Ma première lasure bas de gamme sur ma clôture en bois, et l’année suivante j’ai tout repris autrement

mai 28, 2026

Le pinceau a glissé sur la première lame de ma clôture bois, et la lasure à 32 euros les 5 litres a disparu dans le grain comme si le bois avait soif. J’étais derrière notre maison, du côté de Strasbourg, un samedi de février, avec le bidon acheté chez Leroy Merlin Hautepierre. En tant que rédactrice spécialisée maison et jardin depuis 12 ans, je note vite les erreurs qui coûtent cher. Celle-là m’a servi de leçon.

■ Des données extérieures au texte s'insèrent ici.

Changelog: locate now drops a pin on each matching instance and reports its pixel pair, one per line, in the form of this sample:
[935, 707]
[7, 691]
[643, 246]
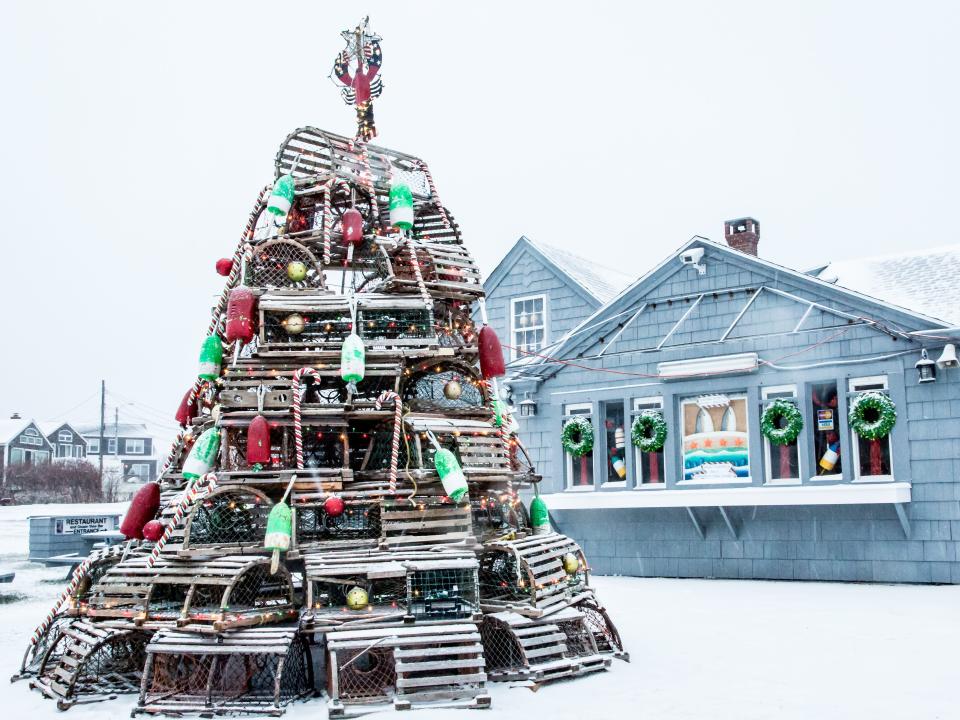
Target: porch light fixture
[926, 369]
[528, 407]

La première fois, j’ai cru que 2 couches suffiraient

Ma clôture faisait 18 mètres, avec des lames verticales posées l’année d’avant. J’ai découpé l’ensemble en 4 zones pour avancer sans m’éparpiller. J’avais choisi un produit d’entrée de gamme, à 32 euros les 5 litres, parce que je voulais un rendu propre sans exploser le budget bricolage du mois.

Je pensais qu’un passage au pinceau, puis une deuxième couche, règlerait tout. J’ai travaillé avec un pinceau plat de 60 mm, puis j’ai repris les angles au petit pinceau. Sur le moment, ça m’a paru sérieux. En réalité, j’avais surtout oublié les bouts de lames, les coupes et le dessus, c’est-à-dire les zones qui encaissent le plus.

J’ai laissé sécher 24 heures sur les lames à l’ombre et 48 heures sur celles du côté nord, qui gardaient encore un fond d’humidité après la pluie. Ce protocole m’a donné une fausse impression de maîtrise. Le film semblait uniforme, mais il travaillait déjà mal sur les extrémités. À l’odeur, j’ai même cru un instant que le bois était prêt, alors qu’il ne l’était pas tout à fait.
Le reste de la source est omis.